CaptionHub

Building the world's most advanced subtitling platform.

2014-2019

Previously known as:: Selworthy
Roles:: programming, web development, javascript, ruby on rails, infrastructure, technology strategy

CaptionHub is an online platform for subtitling video. It allows teams to generate and edit captions inside a web browser, previewing them in a real-time editor. They can edit and adjust timing of captions using a slippy timeline, similar to desktop video editors. When they’re happy with a preview, users can emit caption data in industry-standard file formats, or render out video with the captions burned-in. It also allows translators to easily translate original captions, editing subtitle timings themselves to reflect language-specific changes. Because it all runs in the browser, it can be accessed from anywhere in the world, letting teams with in-territory staff collaborate around the clock - and it has clear workflow tools to enable that collaboration. CaptionHub can even generate your original captions in one of 28 languages using speech recognition, producing captions that break at natural points in your video, such as on scene transitions or sentence breaks.

I was technology lead on CaptionHub from its inception until the end of 2018; it made frequent appearances in my Weeknotes as a project called ‘Selworthy’. I began as the sole developer and designer on the prototype application, and worked on it as it developed into a successful commercial product, leading the development team that grew around it, and developing the technology capacity of my client.

The project began in 2015, with a very specific problem that needed solving.

The Problem

Neon are a London-based VFX and motion graphics studio. Some of their business-to-business work included producing foreign-language versions of client content, with foreign-language subtitles. The process they used at the time - common to many studios - was taking translated content from a translation agency, letting a video editor apply the subtitles to video content, and then taking feedback from the translation agency and client on the final video, until it was signed off.

One of their clients came to them with a new request: would they be able to subtitle an internal corporate video into eleven languages, with a 24-hour turnaround time, every week? Early tests with a roomful of translators suggested that it might be possible… but also that with the tools they had, it was a high-effort solution. Their suspicions were aroused: surely there was a better way of performing this task?

Would it be possible to build some kind of browser-based tool that would let translators work quicker, remotely, and empower them to make decisions around text and timing that they probably ought to be making anyway? Frequently, errors that a video editor won’t notice - spelling errors in a language they don’t speak (especially one with a non-roman character set such as Arabic, Hebrew, or Japanese), or captions that once translated into a new language exceed the house style for characters-per-line - are exactly the sort of thing a translator is equipped to do.
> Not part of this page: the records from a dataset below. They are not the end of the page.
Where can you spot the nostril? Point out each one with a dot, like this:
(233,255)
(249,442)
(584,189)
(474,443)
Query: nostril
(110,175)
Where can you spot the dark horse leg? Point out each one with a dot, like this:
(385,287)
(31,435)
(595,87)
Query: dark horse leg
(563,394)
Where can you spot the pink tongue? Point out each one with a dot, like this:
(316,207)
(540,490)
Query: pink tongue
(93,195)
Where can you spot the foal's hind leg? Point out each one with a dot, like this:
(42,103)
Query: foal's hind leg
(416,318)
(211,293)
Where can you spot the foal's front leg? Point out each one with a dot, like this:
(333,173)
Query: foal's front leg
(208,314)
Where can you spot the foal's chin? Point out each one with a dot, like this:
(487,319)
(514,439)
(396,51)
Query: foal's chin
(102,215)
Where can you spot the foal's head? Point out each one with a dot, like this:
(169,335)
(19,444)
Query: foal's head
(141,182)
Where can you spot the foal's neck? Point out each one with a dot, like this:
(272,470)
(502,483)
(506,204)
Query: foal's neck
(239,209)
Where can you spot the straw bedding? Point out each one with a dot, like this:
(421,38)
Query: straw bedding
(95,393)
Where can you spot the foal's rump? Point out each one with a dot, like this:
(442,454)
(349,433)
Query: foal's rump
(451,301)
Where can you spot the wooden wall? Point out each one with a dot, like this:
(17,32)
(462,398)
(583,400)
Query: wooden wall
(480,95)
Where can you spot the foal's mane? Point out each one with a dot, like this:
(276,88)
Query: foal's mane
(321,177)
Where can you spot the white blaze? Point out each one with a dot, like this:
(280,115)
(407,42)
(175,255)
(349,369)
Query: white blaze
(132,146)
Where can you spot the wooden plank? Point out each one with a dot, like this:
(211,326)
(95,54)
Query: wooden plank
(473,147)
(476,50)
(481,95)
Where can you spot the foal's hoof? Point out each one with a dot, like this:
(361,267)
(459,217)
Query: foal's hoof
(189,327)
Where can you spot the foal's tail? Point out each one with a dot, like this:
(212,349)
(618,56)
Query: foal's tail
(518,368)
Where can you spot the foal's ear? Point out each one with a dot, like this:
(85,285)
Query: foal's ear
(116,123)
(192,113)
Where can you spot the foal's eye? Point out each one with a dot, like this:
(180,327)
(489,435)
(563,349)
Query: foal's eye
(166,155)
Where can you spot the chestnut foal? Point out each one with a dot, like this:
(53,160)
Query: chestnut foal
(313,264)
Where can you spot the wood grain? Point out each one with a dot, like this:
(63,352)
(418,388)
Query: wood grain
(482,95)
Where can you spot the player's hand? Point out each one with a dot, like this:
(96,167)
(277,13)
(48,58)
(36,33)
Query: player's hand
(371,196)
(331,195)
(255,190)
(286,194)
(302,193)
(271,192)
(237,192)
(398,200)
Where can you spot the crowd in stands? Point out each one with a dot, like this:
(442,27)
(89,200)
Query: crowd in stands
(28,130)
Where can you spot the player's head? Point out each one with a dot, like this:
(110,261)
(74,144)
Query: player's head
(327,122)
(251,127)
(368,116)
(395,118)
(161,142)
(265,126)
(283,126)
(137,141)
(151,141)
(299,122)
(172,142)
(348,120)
Neon approached me with this idea, and I concurred: the state of the HTML5 web browser in 2015 was such that we had a good chance of being able to do this inside Chrome or Safari, using off-the-shelf tools and libraries. They initially hired me to build a proof-of-concept.

The Prototype

Our initial prototype focused on the specific needs of the initial target client. For the prototype, we only needed to accept the video and timed text formats that they specified, and we only had to produce the file formats they required, so we built the system around those assumptions. Where possible, I leaned on cloud services to streamline the prototype development process, deploying code to Heroku, and using cloud-based image processors and video encoders. That left me free to focus on the meat of the prototype.

During this prototyping phase, I built the very first pass at our ‘rich editor’: the system of a timeline and a table to let users edit captions, adjust their timing on a timeline, and see a realtime preview, the timeline staying in sync with video playback.

This was built out of a Backbone-driven set of views, all rendering the same caption data. The table of captions was a Backbone view… and so was the canvas element that made our timeline. requestAnimationFrame triggered re-renders, meaning our canvas was a view rendering at around 60fps. (Why Backbone? Well, it was 2015, and at that point, it seemed a mature and stable framework for a data-bound product).

I also built our first pass at workflow tools for this process. In doing so, began to develop our understanding of the problem domain, and grow some of our own domain language around the project (much of which proved to be surprisingly robust, and survives internally to this day.)

The prototype worked end-to-end, making translation of videos straightforward, and emitting files in standard formats that were easily imported into After Effects or Final Cut.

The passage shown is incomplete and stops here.